Hi all,
I'm currently trying to use splunk to create an alert for the following scenario:
I have a search that tell's me the number os rows and partitions a data pipeline ingested, so basically i already extract the following fields:
- Table Name
- Number of partitions
- Number of rows
I also have a dashboard that shows me the timechart of the number of partitions and rows across different executions during the time.

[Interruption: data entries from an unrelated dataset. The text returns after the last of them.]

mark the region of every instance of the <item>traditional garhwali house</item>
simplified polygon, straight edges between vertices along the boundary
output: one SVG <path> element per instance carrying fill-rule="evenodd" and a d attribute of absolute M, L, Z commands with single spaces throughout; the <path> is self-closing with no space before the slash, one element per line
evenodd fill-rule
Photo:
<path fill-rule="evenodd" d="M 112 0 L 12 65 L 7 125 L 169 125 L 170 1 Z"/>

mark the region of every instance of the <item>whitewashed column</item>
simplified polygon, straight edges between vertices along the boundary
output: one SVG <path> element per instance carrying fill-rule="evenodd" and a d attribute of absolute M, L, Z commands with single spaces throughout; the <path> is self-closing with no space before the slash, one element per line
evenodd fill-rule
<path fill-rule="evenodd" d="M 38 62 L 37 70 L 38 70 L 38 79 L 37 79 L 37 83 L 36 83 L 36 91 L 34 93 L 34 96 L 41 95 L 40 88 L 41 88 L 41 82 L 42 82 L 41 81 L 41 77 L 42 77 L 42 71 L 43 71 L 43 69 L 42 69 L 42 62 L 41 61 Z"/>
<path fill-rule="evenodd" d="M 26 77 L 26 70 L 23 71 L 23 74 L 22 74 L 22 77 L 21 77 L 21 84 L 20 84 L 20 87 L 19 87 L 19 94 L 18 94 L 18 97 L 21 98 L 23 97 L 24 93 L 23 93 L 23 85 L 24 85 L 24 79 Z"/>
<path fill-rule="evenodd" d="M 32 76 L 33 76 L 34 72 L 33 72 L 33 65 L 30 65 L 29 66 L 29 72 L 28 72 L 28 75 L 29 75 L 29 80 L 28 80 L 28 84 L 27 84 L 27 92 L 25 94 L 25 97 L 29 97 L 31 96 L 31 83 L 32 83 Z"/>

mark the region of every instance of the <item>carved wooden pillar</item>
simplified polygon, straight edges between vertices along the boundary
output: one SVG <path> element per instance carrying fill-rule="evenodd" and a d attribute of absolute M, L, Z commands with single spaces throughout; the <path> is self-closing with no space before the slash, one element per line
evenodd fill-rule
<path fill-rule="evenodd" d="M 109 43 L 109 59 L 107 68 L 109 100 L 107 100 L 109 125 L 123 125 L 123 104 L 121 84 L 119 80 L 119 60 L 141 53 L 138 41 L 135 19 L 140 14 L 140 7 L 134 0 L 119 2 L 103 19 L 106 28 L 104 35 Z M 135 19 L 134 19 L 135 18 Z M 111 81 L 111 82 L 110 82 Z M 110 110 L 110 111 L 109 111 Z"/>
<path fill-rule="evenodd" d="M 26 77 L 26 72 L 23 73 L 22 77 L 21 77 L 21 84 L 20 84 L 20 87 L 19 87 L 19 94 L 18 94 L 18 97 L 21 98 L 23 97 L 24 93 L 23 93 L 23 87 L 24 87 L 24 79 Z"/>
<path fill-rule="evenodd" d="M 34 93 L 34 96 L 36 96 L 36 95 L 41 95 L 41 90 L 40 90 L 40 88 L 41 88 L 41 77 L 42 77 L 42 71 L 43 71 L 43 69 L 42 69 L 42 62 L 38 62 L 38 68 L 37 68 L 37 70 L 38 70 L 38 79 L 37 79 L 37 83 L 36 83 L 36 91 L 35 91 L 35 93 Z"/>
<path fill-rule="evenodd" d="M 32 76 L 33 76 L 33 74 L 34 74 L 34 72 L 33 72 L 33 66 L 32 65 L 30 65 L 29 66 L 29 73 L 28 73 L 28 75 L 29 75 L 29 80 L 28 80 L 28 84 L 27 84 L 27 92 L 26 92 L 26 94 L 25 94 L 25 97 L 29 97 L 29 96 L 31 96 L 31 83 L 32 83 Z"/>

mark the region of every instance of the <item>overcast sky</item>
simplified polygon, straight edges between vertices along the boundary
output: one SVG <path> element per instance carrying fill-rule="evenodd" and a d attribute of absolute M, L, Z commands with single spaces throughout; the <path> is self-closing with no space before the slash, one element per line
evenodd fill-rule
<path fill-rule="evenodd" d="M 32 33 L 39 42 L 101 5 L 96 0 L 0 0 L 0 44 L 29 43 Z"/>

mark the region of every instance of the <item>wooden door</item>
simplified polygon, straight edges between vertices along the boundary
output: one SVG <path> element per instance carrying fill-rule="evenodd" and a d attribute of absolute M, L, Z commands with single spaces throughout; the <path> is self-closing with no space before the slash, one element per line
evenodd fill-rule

What i need in this example, is to have an alert that get triggered when the number of the partitions or rows have more than a specified % of difference between executions. So in this example, the executions 1 and 2 have a low difference between then, but the execution 3 is clearly an outlier, that should be alerted.
Execution 1:
table_name = table_1
num_part = 12
num_rows = 1400
Execution 2:
table_name = table_1
num_part = 10
num_rows = 1000
Execution 3:
table_name = table_1
num_part = 10000
num_rows = 100000000
Any sugestions on how i can do it?
Hi all, thank you for the tips.
I'm trying the following approach, i created a dataset with the global statistics of each table.
Now, i'm trying to join the results of my search with the results of my dataset where the column "Table" is the same, for i can create a column "IsOutlier" using a if statement reading my dataset.
I wanted to do something like this:
... my search that returns table_name and number_rows | eval isOutlier=if(number_rows < mydataset.lowerBound where mydataset.table = "table_name" OR number_rows > mydataset.upperBound where mydataset.table = table_name, 1, 0)
What's the right way to write such a statement on a Splunk Search?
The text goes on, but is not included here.